The body overseeing the compensation process for the Indian Residential Schools Settlement Agreement has overturned an award to the family of a deceased former student after reviews last year decided that claims require the student's signature.

2018 reviews decided claims on behalf of deceased former students have to have been signed by the student

A group of female students and a nun pose in a classroom at Cross Lake Indian Residential School in Cross Lake, Man., in a February 1940 archive photo. (Library and Archives Canada)

The body overseeing the compensation process for the Indian Residential Schools Settlement Agreement has overturned an award to the family of a deceased residential school survivor because the claim application did not have his signature.

The Indian Residential Schools Adjudication Secretariat oversees the Independent Assessment Process (IAP) for compensation for specific claims of physical abuse, sexual abuse, and other wrongful acts that caused serious psychological harms to former students.

On March 13, 2018, IAP adjudicator Cheryl Macdonald awarded compensation of $27,222 to a claimant for forced participation in at least two incidents of simulated intercourse during his time at a Quebec residential school.

The claimant, now deceased, had opened up about sexual abuses he experienced during his school years at a healing camp. The allegations were documented and recorded by a note-taker.

"This is my greatest pain. At night I was coerced to make sexual acts," the minutes stated.

An eyewitness also corroborated the abuse with sworn evidence.

Overturned on a review

The claimant's family requested a review of Macdonald's decision, feeling that the compensation was too low.

Instead, deputy chief adjudicator Wes Marsden overturned the decision in July because the claimant had not signed an IAP application.

"The initial adjudicator did not error when considering the quantum of compensation. However, I do find that the initial adjudicator misapplied the IAP Model by awarding compensation when there was no signed IAP application from the claimant," wrote Marsden in his decision.

"It's just shocking," said David Schulze, a Montreal-based lawyer representing the claimant and his family.

"This is from the government that's always talking about reconciliation. Well, where is the reconciliation for my client?"

When the claimant's family filed the application in 2012, a letter from the secretariat stated that it would process IAP claims on behalf of deceased former students, as long as the claimant had still been alive on May 30, 2005. 

Secretariat spokesman Michael Tansey acknowledged there were conflicting decisions on the issue of whether a family member could sign an application on behalf of a deceased former student.

"The chief adjudicator resolved these conflicting IAP decisions in two estate re-review decisions, ruling that claims that are signed by estate reps versus the residential school survivor himself or herself, are generally not eligible for admission to the IAP," said Tansey.

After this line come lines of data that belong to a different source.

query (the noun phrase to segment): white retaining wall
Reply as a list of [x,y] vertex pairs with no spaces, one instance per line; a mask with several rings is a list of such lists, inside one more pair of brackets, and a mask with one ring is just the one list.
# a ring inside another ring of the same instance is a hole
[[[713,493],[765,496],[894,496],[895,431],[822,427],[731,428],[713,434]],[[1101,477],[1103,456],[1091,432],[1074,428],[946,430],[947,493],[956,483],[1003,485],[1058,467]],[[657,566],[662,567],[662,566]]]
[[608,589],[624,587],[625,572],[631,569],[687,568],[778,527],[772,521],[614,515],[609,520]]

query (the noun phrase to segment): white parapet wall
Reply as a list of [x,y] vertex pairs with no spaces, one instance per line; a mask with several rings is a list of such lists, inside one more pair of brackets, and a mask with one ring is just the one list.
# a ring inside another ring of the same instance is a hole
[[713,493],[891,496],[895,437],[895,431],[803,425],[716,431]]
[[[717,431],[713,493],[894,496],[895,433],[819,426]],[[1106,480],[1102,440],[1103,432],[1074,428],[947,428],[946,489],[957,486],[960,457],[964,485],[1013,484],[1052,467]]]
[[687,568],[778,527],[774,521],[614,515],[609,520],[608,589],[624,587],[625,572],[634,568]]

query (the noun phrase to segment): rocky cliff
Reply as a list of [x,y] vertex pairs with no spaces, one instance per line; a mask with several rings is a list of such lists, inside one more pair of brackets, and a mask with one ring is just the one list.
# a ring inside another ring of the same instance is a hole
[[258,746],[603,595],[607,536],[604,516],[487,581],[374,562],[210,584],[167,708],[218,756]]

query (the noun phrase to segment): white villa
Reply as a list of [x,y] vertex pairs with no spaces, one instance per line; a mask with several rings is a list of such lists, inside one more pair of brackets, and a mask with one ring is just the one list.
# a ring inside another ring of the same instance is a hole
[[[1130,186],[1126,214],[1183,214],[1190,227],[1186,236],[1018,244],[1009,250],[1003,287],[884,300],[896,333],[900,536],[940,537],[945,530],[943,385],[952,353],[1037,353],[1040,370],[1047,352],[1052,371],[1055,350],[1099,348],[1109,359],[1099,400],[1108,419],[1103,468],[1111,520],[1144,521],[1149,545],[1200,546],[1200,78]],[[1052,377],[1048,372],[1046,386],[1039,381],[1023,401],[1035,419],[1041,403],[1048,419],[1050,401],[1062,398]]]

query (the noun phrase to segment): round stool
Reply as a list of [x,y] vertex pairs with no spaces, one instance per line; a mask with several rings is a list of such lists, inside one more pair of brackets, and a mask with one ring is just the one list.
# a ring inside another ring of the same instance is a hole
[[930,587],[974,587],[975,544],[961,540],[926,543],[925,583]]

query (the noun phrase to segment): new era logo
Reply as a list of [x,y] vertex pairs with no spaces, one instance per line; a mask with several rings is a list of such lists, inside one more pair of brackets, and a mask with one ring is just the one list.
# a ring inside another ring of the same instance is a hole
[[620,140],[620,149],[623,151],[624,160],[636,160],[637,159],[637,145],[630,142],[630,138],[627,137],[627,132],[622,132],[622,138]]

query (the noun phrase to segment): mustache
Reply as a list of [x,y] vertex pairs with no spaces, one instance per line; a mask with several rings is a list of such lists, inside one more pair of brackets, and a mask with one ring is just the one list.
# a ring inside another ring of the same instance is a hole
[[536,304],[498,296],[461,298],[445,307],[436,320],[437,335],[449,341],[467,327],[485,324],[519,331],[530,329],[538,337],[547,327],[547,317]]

"There may be exceptions in cases where the deceased claimant had signed an application in the Alternate Dispute Resolution (ADR) process that preceded the IAP, or testified in court proceedings."

The estate re-review decisions were issued March 27 and April 10, 2018.

Notice to counsel issued

Because there are some estate claims still being processed, the chief adjudicator issued a Notice to Counsel on Sept. 6, 2018 of the re-review decisions' requirement to have the claimant's signature.

For Schulze, the change highlights serious issues with the IAP as it winds down. The deadline for IAP applications was Sept. 19, 2012. More than 26,000 hearings have been held since 2008 and there are 161 claims remaining in progress.

"You can have a widow and you can have adult children who have sworn testimony by a witness to their late father's sexual abuse and it doesn't matter because he died after the cut-off date but he didn't live long enough to sign the claim forms," he said.

"They don't care about about compensation for people who were victims. They care about getting it over with and if a few people get denied compensation along the way, it'll help speed things up. What other conclusion can you draw from those kind of arguments?"

The office of the Minister of Crown-Indigenous Relations said the secretariat is an arms-length decision-making body that operates independently from the government of Canada.

"The chief adjudicator of the Independent Assessment Process (IAP) is an independent, court-appointed official who directs the work of the Adjudication Secretariat, and reports directly to the courts that supervise the settlement agreement," said spokesperson Jane Deeks. 

"Decisions relating to claims made under the Independent Assessment Process rest with the chief adjudicator."